Once I knew what I was looking for, though, I was able to find the correct exact equation in [Hua] after all. It was just a few lines of algebra in another proof, not even presented as a result!

Qn	=		[an+1, an+2, an+3, … ]
		+	[0, an, an−1, an−2, … , a3, a2, a1]

Let's look at some of that algebra.

pn	/	qn = [a0,	a1, a2, a3, … , an−2, an−1, an]
qn−1	/	qn = [0,	an, an−1, an−2, … , a3, a2, a1]

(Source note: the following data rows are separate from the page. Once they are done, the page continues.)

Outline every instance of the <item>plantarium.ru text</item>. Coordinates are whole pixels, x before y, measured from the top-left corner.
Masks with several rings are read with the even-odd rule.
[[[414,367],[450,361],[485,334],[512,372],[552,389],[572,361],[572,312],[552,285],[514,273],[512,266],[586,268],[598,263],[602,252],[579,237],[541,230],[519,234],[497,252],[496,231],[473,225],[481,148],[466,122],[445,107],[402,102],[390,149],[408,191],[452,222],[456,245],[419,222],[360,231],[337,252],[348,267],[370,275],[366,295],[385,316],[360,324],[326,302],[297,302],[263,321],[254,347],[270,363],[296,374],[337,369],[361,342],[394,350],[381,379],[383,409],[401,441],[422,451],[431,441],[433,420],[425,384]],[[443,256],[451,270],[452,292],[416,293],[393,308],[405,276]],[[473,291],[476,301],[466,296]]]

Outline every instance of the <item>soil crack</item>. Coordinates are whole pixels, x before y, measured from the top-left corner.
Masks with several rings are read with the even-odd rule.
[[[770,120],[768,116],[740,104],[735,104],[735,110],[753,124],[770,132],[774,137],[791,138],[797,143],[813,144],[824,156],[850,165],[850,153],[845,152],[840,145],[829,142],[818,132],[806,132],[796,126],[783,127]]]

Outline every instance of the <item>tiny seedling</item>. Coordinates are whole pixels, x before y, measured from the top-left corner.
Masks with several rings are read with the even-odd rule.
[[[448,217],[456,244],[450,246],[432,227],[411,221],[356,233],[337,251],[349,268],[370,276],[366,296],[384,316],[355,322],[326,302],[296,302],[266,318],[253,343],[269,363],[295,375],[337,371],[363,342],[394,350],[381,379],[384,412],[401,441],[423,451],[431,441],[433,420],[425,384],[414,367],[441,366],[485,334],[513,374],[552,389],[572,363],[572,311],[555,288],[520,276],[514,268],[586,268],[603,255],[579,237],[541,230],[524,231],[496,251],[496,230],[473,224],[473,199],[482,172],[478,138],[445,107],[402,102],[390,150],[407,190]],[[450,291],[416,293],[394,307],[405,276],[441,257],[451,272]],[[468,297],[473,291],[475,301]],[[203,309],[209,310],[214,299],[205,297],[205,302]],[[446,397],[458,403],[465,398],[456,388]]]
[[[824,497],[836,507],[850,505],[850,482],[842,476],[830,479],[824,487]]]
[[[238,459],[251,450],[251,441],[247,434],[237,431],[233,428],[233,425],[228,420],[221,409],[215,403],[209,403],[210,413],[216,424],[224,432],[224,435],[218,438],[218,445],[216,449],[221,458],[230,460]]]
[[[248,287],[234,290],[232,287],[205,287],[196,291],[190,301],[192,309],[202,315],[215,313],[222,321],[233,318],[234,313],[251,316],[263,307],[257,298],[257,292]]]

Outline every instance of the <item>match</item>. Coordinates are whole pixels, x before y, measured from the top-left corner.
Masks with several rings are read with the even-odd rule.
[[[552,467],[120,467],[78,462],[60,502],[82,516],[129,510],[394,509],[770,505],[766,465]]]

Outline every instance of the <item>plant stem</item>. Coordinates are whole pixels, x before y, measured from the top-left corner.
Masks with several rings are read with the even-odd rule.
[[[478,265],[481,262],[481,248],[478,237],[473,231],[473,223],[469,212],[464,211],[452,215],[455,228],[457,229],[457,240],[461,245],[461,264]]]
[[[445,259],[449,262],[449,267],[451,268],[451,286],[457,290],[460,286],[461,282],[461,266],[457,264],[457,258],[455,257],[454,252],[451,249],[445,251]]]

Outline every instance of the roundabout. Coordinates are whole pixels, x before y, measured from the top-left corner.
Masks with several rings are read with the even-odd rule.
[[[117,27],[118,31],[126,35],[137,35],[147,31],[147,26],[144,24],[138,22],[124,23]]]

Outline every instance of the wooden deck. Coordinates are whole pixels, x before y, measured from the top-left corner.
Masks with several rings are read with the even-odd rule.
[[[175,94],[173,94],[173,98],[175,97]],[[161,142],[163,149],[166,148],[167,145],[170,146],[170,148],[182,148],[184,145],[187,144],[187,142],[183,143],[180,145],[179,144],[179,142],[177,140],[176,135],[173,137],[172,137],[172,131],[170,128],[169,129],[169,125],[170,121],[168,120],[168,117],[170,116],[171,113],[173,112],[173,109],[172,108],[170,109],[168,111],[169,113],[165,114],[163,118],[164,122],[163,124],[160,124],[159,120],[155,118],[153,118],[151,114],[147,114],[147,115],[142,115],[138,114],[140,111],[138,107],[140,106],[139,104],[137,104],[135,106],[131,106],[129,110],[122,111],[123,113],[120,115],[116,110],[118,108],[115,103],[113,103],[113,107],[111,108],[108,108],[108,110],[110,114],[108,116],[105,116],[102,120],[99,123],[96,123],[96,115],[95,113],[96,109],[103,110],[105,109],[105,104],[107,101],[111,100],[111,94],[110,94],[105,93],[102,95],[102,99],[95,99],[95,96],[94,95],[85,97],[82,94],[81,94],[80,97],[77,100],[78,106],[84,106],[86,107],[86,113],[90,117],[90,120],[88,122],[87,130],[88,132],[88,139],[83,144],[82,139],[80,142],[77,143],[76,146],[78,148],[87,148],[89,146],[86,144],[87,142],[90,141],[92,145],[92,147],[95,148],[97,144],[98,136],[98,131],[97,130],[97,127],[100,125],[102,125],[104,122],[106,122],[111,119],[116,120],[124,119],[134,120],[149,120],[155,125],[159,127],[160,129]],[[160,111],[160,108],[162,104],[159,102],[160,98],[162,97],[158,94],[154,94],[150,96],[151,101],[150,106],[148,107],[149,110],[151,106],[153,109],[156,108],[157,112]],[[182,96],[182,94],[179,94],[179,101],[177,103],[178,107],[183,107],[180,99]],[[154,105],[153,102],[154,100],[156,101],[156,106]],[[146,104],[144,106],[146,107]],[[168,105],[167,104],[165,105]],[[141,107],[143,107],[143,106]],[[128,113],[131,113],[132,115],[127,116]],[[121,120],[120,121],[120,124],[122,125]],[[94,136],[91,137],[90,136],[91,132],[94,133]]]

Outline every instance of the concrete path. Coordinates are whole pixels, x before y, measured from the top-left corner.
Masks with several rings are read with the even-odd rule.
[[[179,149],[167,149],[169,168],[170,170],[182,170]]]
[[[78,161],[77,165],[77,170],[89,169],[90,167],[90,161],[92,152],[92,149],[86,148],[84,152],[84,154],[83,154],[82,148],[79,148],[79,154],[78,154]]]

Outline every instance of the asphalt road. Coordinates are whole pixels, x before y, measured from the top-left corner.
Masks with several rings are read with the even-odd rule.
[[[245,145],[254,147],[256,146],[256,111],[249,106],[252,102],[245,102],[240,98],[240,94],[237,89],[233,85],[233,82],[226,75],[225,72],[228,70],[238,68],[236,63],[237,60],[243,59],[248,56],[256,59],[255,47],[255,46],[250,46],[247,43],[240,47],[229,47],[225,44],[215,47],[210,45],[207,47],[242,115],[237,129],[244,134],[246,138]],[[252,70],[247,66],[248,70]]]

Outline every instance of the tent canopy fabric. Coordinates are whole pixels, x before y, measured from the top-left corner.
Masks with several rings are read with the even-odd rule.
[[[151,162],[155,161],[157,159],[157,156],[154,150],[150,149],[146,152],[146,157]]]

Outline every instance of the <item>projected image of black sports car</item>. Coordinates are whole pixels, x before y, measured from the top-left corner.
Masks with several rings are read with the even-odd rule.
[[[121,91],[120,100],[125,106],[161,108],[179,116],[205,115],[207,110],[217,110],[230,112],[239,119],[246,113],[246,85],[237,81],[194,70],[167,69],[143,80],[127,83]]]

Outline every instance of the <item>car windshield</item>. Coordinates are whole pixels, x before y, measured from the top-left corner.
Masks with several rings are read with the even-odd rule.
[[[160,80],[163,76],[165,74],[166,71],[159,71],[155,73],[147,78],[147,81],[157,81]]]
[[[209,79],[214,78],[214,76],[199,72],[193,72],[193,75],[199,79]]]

If we compute the numerators and denominators for an expansion in the usual way (the first line), then the ratio of the last two denominators is equal to the reversed expansion with 0 added and a₀ removed. That sounds like it ought to be a deep result, but it's essentially just the equation that defines the denominators …

q_n+1 = a_n+1q_n + q_n−1

… divided by q_n.

Now suppose we have two expansions. If the last denominators and the next-to-last denominators are the same, then the ratios are equal, so the reversed expansions are equal as numbers, so either they're equal as lists of coefficients or one is the improper form of the other. Therefore, if we exclude a₀ from the comparisons, then either the original expansions are equal as lists of coefficients or one is the same-denominator form of the other!

The equation for negative numbers from Equivalence is a nice example to keep in mind, by the way.

−[a₀, a₁, a₂, a₃, … ] = [−a₀−1, 1, a₁−1, a₂, a₃, … ]

That brings us to the point of the whole generalization. Now that we know more, the top triangle is obviously a same-denominator triangle, not an improper-proper triangle.